Úrsula – Rogo-lhe, não fique zangada comigo, minha senhora, por expor assim, agora, meu pensamento, mas o Signior Benedicto, por sua figura, seu porte, sua conversa e seu valor, que se saiba, ainda é o primeiro em toda a Itália.
Hero – De fato, ele tem uma excelente reputação.
Úrsula – A excelência de sua pessoa fê-lo merecedor de tal reputação antes mesmo que ele a angariasse. Mas quando é o seu casamento, minha senhora?
Hero – Todos os dias, a partir de amanhã! Anda, entra; vou te mostrar umas roupas e adornos, e quero teu conselho quanto ao que fica melhor para me enfeitar amanhã.
Úrsula (à parte) – Garanto-lhe, minha senhora: nosso pássaro deixou-se prender em nosso visco. Nós a pegamos!
Hero – Se isso for verdade, então o amor dá-se ao acaso: alguns cupidos matam com frechas, outros, com arapucas.
[Saem Hero e Úrsula.]
Beatriz (indo à frente) –
Que fogo faz queimar meus ouvidos? Será que é
[verdade, tudo isso?
Por orgulhosa e insensível, sou assim tão
[desprezível?
Nunca mais serei desdenhosa! Adeus, virgem
[orgulhosa!
Não há glória que sobreviva a um tal tipo de vida.

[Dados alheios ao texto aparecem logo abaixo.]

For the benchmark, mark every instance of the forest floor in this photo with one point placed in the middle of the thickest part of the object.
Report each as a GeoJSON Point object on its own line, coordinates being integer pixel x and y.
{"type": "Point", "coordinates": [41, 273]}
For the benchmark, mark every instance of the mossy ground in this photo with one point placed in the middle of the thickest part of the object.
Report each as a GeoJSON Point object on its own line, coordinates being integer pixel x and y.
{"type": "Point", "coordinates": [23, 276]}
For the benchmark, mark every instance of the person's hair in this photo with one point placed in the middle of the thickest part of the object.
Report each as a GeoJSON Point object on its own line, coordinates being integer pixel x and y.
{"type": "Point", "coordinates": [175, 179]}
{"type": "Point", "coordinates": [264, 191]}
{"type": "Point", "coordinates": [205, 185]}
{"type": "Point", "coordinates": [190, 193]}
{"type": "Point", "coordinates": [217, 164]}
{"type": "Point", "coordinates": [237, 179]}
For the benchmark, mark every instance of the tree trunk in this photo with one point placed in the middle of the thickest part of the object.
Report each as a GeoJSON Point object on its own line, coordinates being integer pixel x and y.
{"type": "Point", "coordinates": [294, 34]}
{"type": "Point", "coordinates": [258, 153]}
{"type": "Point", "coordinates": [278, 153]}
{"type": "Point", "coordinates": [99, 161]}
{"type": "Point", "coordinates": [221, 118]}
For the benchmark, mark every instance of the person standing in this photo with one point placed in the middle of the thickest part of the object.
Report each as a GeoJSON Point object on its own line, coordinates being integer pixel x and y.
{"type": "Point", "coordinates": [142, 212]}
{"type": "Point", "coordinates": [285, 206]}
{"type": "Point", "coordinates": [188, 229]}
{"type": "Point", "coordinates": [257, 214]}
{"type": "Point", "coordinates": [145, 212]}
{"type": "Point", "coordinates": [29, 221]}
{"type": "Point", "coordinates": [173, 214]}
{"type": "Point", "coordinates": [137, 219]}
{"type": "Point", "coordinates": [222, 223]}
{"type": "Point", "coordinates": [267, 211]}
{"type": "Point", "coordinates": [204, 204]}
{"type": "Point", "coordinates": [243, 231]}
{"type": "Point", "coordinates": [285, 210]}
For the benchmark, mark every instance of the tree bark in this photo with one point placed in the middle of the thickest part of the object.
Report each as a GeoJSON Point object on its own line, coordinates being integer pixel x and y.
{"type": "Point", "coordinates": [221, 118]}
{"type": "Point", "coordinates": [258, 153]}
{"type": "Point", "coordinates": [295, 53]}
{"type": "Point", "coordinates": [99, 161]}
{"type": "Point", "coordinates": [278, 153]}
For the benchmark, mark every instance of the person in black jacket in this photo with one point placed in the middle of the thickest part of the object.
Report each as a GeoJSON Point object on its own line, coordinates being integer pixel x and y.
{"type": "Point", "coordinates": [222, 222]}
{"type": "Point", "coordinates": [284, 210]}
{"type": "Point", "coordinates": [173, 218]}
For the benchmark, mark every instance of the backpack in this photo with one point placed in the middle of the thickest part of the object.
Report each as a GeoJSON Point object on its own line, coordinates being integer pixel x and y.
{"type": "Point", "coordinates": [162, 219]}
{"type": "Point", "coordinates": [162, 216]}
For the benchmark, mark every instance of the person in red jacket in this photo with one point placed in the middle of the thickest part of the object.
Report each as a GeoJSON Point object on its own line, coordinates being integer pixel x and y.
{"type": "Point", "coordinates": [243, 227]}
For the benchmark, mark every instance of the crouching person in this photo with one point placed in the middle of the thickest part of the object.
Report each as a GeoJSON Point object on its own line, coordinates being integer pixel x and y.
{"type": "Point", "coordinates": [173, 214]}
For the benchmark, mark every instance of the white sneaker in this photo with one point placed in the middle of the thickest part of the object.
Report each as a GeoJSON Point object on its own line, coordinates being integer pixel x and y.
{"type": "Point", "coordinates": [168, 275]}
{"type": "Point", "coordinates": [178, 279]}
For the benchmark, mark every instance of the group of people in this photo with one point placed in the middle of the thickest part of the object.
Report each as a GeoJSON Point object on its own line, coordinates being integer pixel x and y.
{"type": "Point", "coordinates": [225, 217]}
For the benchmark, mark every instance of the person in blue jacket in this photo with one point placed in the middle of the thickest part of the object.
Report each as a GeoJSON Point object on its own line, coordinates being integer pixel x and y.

Benedicto, não deixes de me amar! Eu saberei te
[recompensar,
Domesticando meu selvagem coração ao comando
[de tua doce mão.
Se é verdade que me amas, minha bondade vai te
[pôr em chamas,
E tu vais ter a esperança de unir nossos amores em
[sagrada aliança.
Os outros dizem que tu, Benedicto, és merecedor,
E eu acredito, nem tanto neles, mas sim por amor!